I was inspired to write this letter of gratitude and thanks to the community of West Swindon, in particular of Nine Elms, Middleleaze, Shaw and The Elms, following the overwhelming response to the disappearance of our beloved family cat, Monster.
I have lived in the community since 1993 and was sad to move away temporarily last October, whilst our house underwent major renovation. After six months away one of the most exciting things about coming home was bringing back our two cats, particularly Monster. She stared out of the window, stuck her tail straight in the air and let out a loud purr; she was home.
A few months later we were packed ready to go on a long awaited holiday when Monster made a dash for it and couldn’t be recaptured. We were forced to leave her at home, to be fed by our neighbour, whilst our other cat went to Chimneys Cattery as planned. We arrived home on my birthday to discover that Monster was missing. We were totally devastated. There was no evidence either at the time or since of her being injured or deceased. We could only conclude that her disappearance was due to further building work disrupting her territory and routine.
After an initial and frantic search of our house and garden we appealed to our immediate neighbours to look in sheds and garages and any small space she may have crawled into. We scoured the ditches, hedgerows, fields, parks and public buildings nearby. Not a trace. We made posters and fliers and started asking if anyone might have seen her. We were encouraged by initial sightings but it was either a case of mistaken identity or we couldn’t find any further trace of her.
Internet based research informed us that if she were hiding out of fear she was unlikely to call out and may even run further away. All the time the kindness and generosity by our neighbours to search was heartwarming. It didn’t stop there. As I moved into Middleleaze and spoke to people previously unknown to me the sentiment remained the same.

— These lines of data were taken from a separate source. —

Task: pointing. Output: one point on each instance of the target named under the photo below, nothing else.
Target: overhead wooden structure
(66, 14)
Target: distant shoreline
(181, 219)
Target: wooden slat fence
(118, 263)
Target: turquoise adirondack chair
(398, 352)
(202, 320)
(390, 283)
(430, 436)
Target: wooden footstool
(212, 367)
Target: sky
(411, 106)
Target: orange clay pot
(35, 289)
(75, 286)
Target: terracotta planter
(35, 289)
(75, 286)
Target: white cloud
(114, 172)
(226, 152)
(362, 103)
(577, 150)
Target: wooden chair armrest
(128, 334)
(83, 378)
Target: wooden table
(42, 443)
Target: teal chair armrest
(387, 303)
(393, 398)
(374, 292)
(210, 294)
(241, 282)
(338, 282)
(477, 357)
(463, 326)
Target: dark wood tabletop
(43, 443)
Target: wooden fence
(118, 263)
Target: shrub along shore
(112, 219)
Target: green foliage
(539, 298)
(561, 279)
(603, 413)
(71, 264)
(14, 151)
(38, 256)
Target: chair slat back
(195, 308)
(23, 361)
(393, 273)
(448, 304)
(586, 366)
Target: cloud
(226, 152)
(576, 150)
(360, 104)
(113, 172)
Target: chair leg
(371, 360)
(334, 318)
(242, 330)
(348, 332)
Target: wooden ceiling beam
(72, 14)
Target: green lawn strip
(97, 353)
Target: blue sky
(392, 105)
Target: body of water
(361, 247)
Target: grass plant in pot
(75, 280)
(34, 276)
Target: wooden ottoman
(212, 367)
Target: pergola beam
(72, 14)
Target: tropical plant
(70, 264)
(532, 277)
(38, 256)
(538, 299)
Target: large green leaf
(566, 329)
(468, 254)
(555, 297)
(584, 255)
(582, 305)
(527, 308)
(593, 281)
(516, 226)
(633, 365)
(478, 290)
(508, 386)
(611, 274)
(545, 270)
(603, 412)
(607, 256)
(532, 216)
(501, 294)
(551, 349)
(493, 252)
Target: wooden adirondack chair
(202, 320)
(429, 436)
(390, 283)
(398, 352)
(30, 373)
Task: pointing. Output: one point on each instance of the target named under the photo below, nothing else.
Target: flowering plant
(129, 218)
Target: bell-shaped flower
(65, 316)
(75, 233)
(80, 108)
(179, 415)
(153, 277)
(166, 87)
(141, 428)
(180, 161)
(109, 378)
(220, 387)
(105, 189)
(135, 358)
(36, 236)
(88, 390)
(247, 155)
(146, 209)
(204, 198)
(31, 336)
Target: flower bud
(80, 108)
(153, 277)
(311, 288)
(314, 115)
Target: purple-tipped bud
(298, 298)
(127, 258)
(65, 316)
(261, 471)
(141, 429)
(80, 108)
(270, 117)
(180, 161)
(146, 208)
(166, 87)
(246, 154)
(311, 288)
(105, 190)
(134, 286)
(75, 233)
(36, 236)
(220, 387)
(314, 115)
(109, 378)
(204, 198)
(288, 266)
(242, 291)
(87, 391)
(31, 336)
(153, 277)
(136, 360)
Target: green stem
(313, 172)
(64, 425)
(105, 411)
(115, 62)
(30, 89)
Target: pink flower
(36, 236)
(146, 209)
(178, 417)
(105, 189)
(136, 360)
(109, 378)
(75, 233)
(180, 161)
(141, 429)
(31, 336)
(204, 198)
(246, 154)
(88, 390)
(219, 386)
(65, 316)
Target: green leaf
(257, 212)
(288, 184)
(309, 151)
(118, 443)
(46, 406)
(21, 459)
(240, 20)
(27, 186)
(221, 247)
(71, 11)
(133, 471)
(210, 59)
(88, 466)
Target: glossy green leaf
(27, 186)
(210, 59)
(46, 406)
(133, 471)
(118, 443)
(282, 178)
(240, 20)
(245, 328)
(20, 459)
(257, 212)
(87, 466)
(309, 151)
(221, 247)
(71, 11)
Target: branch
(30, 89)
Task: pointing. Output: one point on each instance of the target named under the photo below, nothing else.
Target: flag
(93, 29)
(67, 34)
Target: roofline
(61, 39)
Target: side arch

By now, thanks to the owners of Chimneys cattery, face-booking information on our behalf, news was spreading and empathy and practical information were being offered. Another resident put me onto Streetlife, another form of social media. We even resorted to employing professional pet search detectives to make posters, deliver fliers and talk to residents.
It would’ve been easy to give up searching were it not for the encouragement and experiences that local residents have shared. One gentleman told me that his wife cried her eyes out after they’d given up hope of their missing cat returning. A week later they looked out the window to see him in their garden. Another couple had personal experience of their cat travelling seven miles to their former residence and as he explained, not just the once.
Residents and staff in local businesses that I have talked to have cited numerous other stories of their missing cats turning up a bit grubby and hungry after a few days or several weeks. Some residents have even given up their own time to deliver fliers themselves and enquire after Monster.
The children of Brookfield School are on the lookout for the missing cat and reporting possible sightings. Local businesses ( Asda, Tescos, Public houses of Brookhouse Farm, The Nine Elms and The Village Inn, Alana’s hairdressers and Lower Shaw Farm) have displayed posters and made their customers or employees aware. Some residents I haven’t met face to face but blog or text regularly to see if there have been any more sightings and to give well wishes..
She has only ever gone missing once before when my due date loomed of our precious daughter. After missing for four nights she dragged herself home after being mauled, bite marks either side of her spine. She was rushed into the care of Vets Now Referrals and later went to our local vets Shaw Veterinary Centre. Despite tender care she wasn’t making progress and had to be transferred back to Veterinary Hospital.
When she came home her torso was bandaged and she was dubbed ‘sausage cat’. The Monster and our newborn slept together. After her prolonged fight to recover from Septiceamia inspired others, Monster was voted “Bravest Cat of Swindon 2012”. www.yourcat.co.uk/Your-Cat/bravest-cats-revealed.html
Our most hopeful sighting has been by our neighbour who saw Monster at the junction of Castleton Road and Middleleaze Drive but that was over a week ago. She is a small tortoiseshell tabby female 9yr old cat. She has been neutered and cannot be used for breeding. She was not wearing a collar but is micro-chipped.
Any vet will scan her free of charge or please call RSPCA North Wilts 01793 640136. We believe that she is either still trapped somewhere or has been hiding and too scared to show herself or call out. She may only be 20-30yrds out of her territory but effectively lost.
Someone may have started feeding her or adopted a new cat around the time of Monster’s disappearance. If you think that you see Monster please try and take a photo so that her owners can identify the cat if it has gone before they get there.
Please call the Animal Search team on 0800 4 320 340 Quote ref 254304 or Helen on 07597 962 971 with any information or sightings.
We have many pairs of eyes and ears in the community now looking and listening out for Monster.
However, we’ve haven’t covered all of the 200-300yrd radius area from our home, where she is most likely to be. We would appeal to residents in Shaw and the Swinley Drive area to make a note of any new cats in the area and to also check any outbuildings and gardens.
We are hopeful that with so many animal lovers and kind residents out there that we will be reunited with our Monster cat soon.